Foreshadowing and Ominous Detail
Tremblay uses foreshadowing to build dread, seeding stories with details that only reveal their significance in retrospect. The haunted house tour, the mysterious drawing, the growing box, and the unexplained noises all serve as harbingers of the horror to come. The ordinary is made strange, and the strange is made ordinary, creating a sense of unease that permeates the collection.

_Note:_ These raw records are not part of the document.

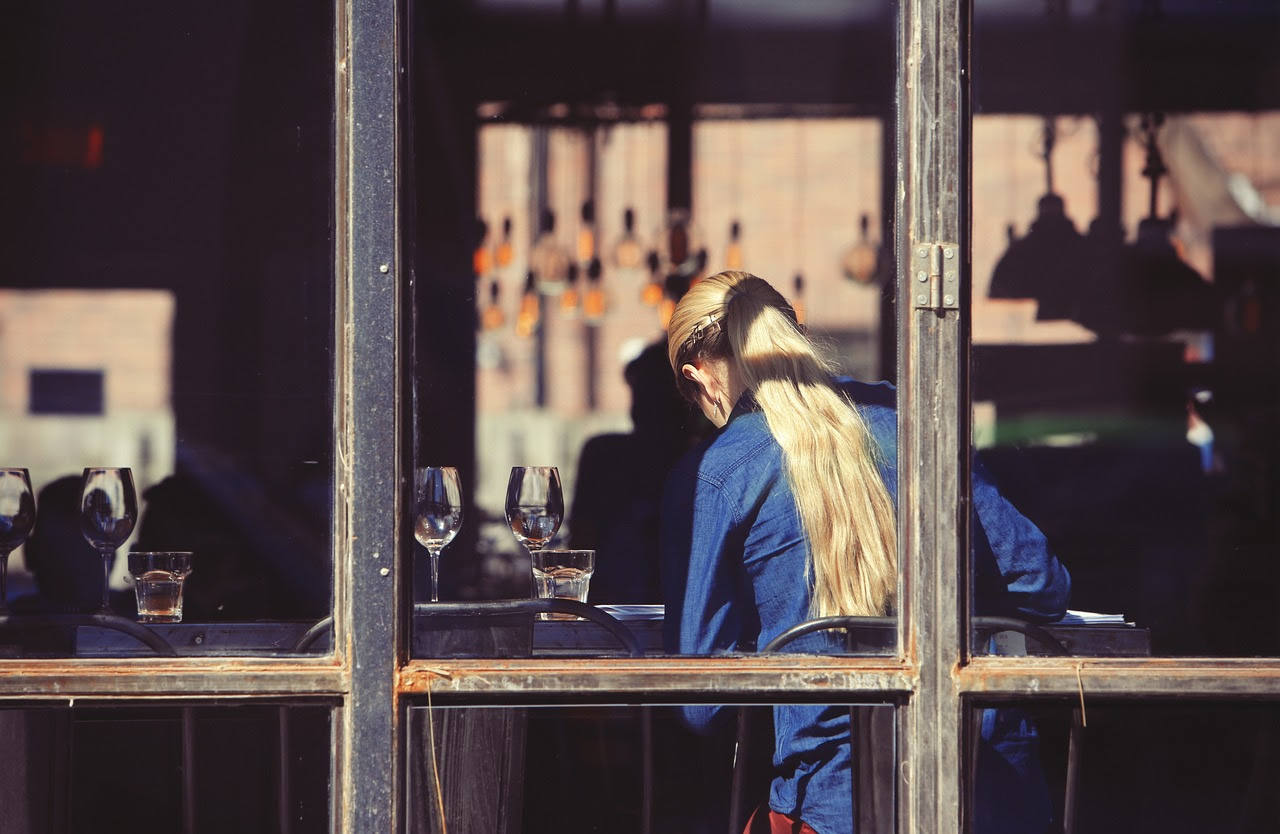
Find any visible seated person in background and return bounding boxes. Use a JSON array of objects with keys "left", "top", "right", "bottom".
[
  {"left": 662, "top": 272, "right": 1070, "bottom": 834},
  {"left": 13, "top": 475, "right": 136, "bottom": 617},
  {"left": 568, "top": 344, "right": 705, "bottom": 604}
]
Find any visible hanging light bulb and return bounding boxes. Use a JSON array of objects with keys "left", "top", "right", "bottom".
[
  {"left": 640, "top": 249, "right": 662, "bottom": 307},
  {"left": 658, "top": 209, "right": 701, "bottom": 272},
  {"left": 724, "top": 220, "right": 742, "bottom": 270},
  {"left": 529, "top": 209, "right": 571, "bottom": 295},
  {"left": 480, "top": 279, "right": 507, "bottom": 333},
  {"left": 582, "top": 257, "right": 605, "bottom": 325},
  {"left": 471, "top": 217, "right": 493, "bottom": 278},
  {"left": 791, "top": 272, "right": 805, "bottom": 326},
  {"left": 493, "top": 217, "right": 516, "bottom": 269},
  {"left": 516, "top": 271, "right": 541, "bottom": 339},
  {"left": 613, "top": 206, "right": 644, "bottom": 270},
  {"left": 577, "top": 200, "right": 595, "bottom": 264},
  {"left": 561, "top": 264, "right": 581, "bottom": 319},
  {"left": 840, "top": 215, "right": 879, "bottom": 284}
]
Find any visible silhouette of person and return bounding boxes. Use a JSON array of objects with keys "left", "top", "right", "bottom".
[
  {"left": 568, "top": 343, "right": 709, "bottom": 604},
  {"left": 13, "top": 475, "right": 136, "bottom": 617}
]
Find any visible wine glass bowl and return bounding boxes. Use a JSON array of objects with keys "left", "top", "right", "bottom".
[
  {"left": 507, "top": 466, "right": 564, "bottom": 553},
  {"left": 79, "top": 467, "right": 138, "bottom": 614},
  {"left": 0, "top": 467, "right": 36, "bottom": 614},
  {"left": 413, "top": 466, "right": 462, "bottom": 602}
]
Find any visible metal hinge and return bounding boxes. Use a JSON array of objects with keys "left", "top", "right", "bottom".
[{"left": 911, "top": 243, "right": 960, "bottom": 312}]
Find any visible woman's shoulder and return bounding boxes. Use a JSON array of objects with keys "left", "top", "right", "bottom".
[{"left": 673, "top": 412, "right": 781, "bottom": 485}]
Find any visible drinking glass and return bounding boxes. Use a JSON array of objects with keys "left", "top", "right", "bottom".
[
  {"left": 81, "top": 467, "right": 138, "bottom": 614},
  {"left": 507, "top": 466, "right": 564, "bottom": 555},
  {"left": 129, "top": 550, "right": 192, "bottom": 623},
  {"left": 413, "top": 466, "right": 462, "bottom": 602},
  {"left": 0, "top": 468, "right": 36, "bottom": 614}
]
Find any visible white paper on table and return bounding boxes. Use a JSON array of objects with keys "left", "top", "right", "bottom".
[
  {"left": 595, "top": 605, "right": 664, "bottom": 620},
  {"left": 1059, "top": 609, "right": 1133, "bottom": 626}
]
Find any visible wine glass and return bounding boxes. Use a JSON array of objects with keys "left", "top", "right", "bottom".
[
  {"left": 413, "top": 466, "right": 462, "bottom": 602},
  {"left": 0, "top": 468, "right": 36, "bottom": 614},
  {"left": 81, "top": 467, "right": 138, "bottom": 614},
  {"left": 507, "top": 466, "right": 564, "bottom": 555}
]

Allegory and Social Critique
The stories use horror tropes—ghosts, monsters, possession—not just for scares, but as allegories for grief, addiction, complicity, and the cycles of violence that shape families and communities. The novella's animal society is a mirror for our own, with its rituals, scapegoats, and failures to change. The horror is not just external, but internal—a reflection of the beast within.
Analysis
Paul Tremblay's The Beast You Are is a masterful exploration of the ways horror permeates everyday life, not just as supernatural terror, but as the lingering effects of trauma, grief, and societal failure. The collection's stories, while diverse in form and subject, are united by a preoccupation with cycles—of memory, violence, and the desperate hope for change. Tremblay's monsters are never just creatures in the dark; they are the products of human (and animal) choices, the embodiment of secrets, regrets, and the things we refuse to confront. The novella at the heart of the book, with its anthropomorphic animals and ritual sacrifices, is both a fable and a warning: unless we break the cycles of complicity and violence, we are doomed to become the very beasts we fear. The collection's modern relevance is clear—whether in its commentary on media, conspiracy, or the failures of community, it asks us to consider what we inherit, what we pass on, and whether true transformation is possible. In the end, Tremblay suggests that the beast is not just out there, but within us all, waiting for its turn.